Friday, May 27, 2011

Docomo – Keeping it simple and smart

I have always adored Docomo’s communication, barring a few aberrations like its mobile portability ads. Their latest effort, starring Ranbir Kapoor, is commendable if not exactly brilliant.

I respect those ads that highlight the core product benefits, even if they do not come across as striking. Docomo’s ads fall in that category. They might not win awards, but they will result in sales, which goes one step ahead of creating a brand.

More importantly, they haven’t wasted a celebrity, neither have they put too much focus on him. At the end of the commercial, you remember the messages in the ad, not just Ranbir.

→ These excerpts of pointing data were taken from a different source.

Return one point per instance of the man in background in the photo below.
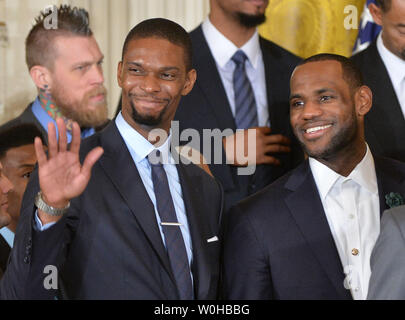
(383, 67)
(5, 187)
(17, 155)
(242, 82)
(136, 228)
(65, 65)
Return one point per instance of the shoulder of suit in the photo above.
(397, 217)
(269, 47)
(392, 167)
(363, 56)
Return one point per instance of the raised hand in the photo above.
(61, 175)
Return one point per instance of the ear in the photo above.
(190, 80)
(119, 70)
(376, 13)
(41, 76)
(363, 99)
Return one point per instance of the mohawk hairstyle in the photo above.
(39, 44)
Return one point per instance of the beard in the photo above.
(81, 112)
(251, 20)
(146, 120)
(338, 142)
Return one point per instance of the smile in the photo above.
(316, 129)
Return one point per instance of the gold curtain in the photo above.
(308, 27)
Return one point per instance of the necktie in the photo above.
(245, 104)
(402, 95)
(175, 246)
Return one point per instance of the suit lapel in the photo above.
(306, 207)
(120, 168)
(209, 81)
(388, 181)
(198, 230)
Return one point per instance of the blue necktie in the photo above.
(175, 246)
(245, 104)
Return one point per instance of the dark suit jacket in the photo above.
(207, 107)
(108, 246)
(4, 253)
(278, 243)
(385, 123)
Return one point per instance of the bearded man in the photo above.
(66, 66)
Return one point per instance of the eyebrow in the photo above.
(317, 92)
(161, 69)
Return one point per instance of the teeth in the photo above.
(314, 129)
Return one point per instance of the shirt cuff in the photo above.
(38, 224)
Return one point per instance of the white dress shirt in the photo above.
(352, 208)
(222, 50)
(396, 71)
(8, 235)
(140, 148)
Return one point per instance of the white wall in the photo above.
(110, 21)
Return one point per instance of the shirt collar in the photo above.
(224, 52)
(140, 146)
(8, 235)
(394, 64)
(363, 174)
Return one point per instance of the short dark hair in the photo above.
(164, 29)
(351, 73)
(39, 44)
(385, 5)
(18, 135)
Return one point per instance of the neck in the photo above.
(231, 28)
(152, 134)
(49, 105)
(346, 160)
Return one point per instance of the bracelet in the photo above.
(42, 205)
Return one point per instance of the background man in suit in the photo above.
(66, 66)
(242, 83)
(125, 235)
(383, 68)
(17, 155)
(5, 187)
(387, 280)
(297, 238)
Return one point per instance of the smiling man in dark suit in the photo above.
(383, 68)
(135, 229)
(5, 187)
(242, 83)
(310, 234)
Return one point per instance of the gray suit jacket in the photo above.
(388, 258)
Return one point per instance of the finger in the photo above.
(276, 148)
(62, 134)
(52, 141)
(39, 151)
(264, 130)
(270, 160)
(75, 143)
(91, 159)
(276, 139)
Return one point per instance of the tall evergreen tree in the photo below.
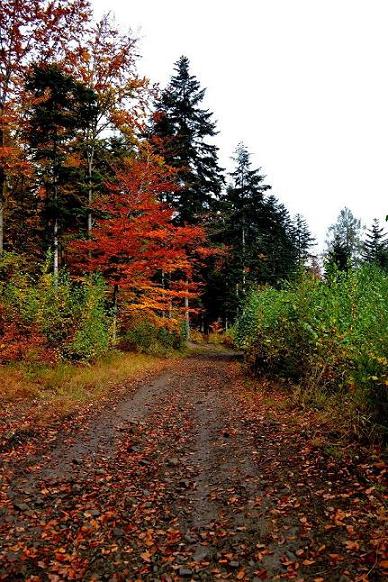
(338, 256)
(344, 237)
(375, 248)
(258, 232)
(181, 131)
(303, 240)
(61, 107)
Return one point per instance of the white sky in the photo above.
(304, 83)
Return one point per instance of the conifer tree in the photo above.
(60, 108)
(181, 131)
(303, 240)
(344, 238)
(258, 233)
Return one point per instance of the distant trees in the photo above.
(181, 131)
(30, 31)
(60, 109)
(258, 234)
(303, 240)
(344, 243)
(375, 247)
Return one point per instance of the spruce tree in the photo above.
(61, 107)
(303, 240)
(181, 131)
(375, 248)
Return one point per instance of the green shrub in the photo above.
(329, 336)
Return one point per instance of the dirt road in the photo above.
(195, 475)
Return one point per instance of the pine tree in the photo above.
(338, 256)
(180, 131)
(345, 238)
(303, 240)
(376, 245)
(258, 232)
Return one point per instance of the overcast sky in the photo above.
(304, 83)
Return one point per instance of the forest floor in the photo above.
(193, 472)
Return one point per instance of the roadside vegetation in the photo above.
(329, 341)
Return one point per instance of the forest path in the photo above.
(194, 475)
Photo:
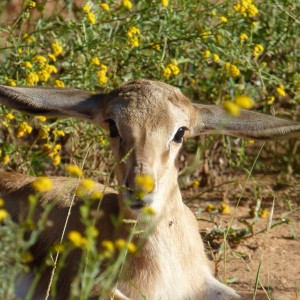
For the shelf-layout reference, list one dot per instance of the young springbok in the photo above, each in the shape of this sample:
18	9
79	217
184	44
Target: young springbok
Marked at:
147	121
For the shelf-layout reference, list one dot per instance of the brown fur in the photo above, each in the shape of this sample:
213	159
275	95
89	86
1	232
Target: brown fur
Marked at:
148	115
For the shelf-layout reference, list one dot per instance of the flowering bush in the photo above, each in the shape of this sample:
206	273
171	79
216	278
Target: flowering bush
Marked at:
239	54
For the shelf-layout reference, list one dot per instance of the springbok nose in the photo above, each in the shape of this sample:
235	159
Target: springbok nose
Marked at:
137	194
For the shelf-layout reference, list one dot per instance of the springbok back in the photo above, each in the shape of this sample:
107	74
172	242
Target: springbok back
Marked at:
147	121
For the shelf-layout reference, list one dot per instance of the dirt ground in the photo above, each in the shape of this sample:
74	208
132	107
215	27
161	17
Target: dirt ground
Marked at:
274	255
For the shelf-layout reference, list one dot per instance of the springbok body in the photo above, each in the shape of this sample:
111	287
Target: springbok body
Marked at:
147	121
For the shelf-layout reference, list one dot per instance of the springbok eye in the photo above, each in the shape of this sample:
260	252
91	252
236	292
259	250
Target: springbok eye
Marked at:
113	129
178	137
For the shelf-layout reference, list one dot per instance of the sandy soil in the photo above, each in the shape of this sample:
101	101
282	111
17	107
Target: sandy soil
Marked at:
273	254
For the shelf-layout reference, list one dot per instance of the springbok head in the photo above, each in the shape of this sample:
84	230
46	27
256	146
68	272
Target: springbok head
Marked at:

Quite frankly, some of the ads are pretty ordinary like ‘the family that eats together, stays together’. But some of the commercials are quite witty, ‘poora mat bolo, poora mat sunaao’, ‘why the frog in the well does not come outside? Because, it costs roaming’. Smart!

Like every time, Docomo has tried to do something different. And kept it simple, not necessarily stupid.

Cadbury ads – where has the sweetness gone?

The more I watch the new Cadbury Dairy Milk commercials, the more I lament about the deterioration in the communication. First there was the likeable, ‘Kuchch meetha ho jaaye’ campaign starring Amitabh Bachchan. Then came the parody, ‘Meetha hain khaana aaj pehli tareekh hain’, which was still palatable, I thought. Just when things were improving marginally with the ‘Shubh Aarambh’ campaign, you see their latest effort, ‘Meethe mein kuchch meetha ho jaaye’ (whatever it means!)

I see the point in Cadbury trying to do a Coca-Cola – ‘thanda matlab Coca-Cola’ and ‘meetha matlab Cadbury’, if that is the intention. Still appreciable! But the execution is puerile, to say the least. The interaction between the young husband and wife comes across as an ad for a contraceptive, what with both of them discussing the dinner menu as if they didn’t use protection last night. Also, the first ad where the grandmom apologises to her grand-daughter is a let-down.

The new Cadbury Silk campaign, too, is a big disappointment. The sight of grown-ups licking chocolate and sucking wrappers isn’t exactly amusing.

Was it a conscious effort to do away with the wit, humour or the vivacity of the erstwhile Cadbury campaigns?

Try recollecting the old ad where the hottie dodges the security and dances with gay abandon after her boyfriend hits a six. And you will probably understand why the new ads are so forgettable. The sheer innocence and the simple storyline worked wonders. There was no effort to hard-sell the chocolate unlike in their latest campaign as if, ‘Oh, you know what! The Indian family likes to eat desserts after dinner. So why not position the chocolate in that space?’ If that was what the brief to the agency was!

Like Ranbir Kapoor says in the latest Docomo ads, ‘Keep it simple, silly’!

Wednesday, May 25, 2011

Dubbed South Indian movies on TV? We mind it!

For the past few months, satellite channels are agog with these movies. Try switching channels, and you will be lucky to find a Hindi film running on a Hindi GEC. I wonder what the TRPs for such movies would be! Who would bother to watch these movies with hilarious titles; including the South Indian audiences settled elsewhere in India? Sample these names:

Indra – The Tiger, Mera Boss Bajrangbali, Meri Jung – One Man Army, Don No. 1, Loha – The Iron Man!

I have nothing against these movies. They may be really entertaining, in an intentional way. But what’s the point in telecasting them on prime time on a Hindi GEC? Die-hard South Indian movie fans will prefer watching the films in their original language any day.

At the end of a hard day at work, I will prefer watching Amol Palekar’s Golmaal for the nth time than a pudgy, pot-bellied hero mouthing dialogues in terrible lip sync.

Like the Oscar-wallahs don’t understand song and dance routines in Bollywood movies, we too don’t understand the sensibilities of a movie culture where the hero can create a cyclone by the sheer force of his fart. To each his own! All’s fine until it’s showed to the relevant target audience.

So, could the Star TVs and Sonys of the world please have mercy on us, and run some quality movies, at least on prime time? I don’t pay you for the content I can easily watch on Sun TV.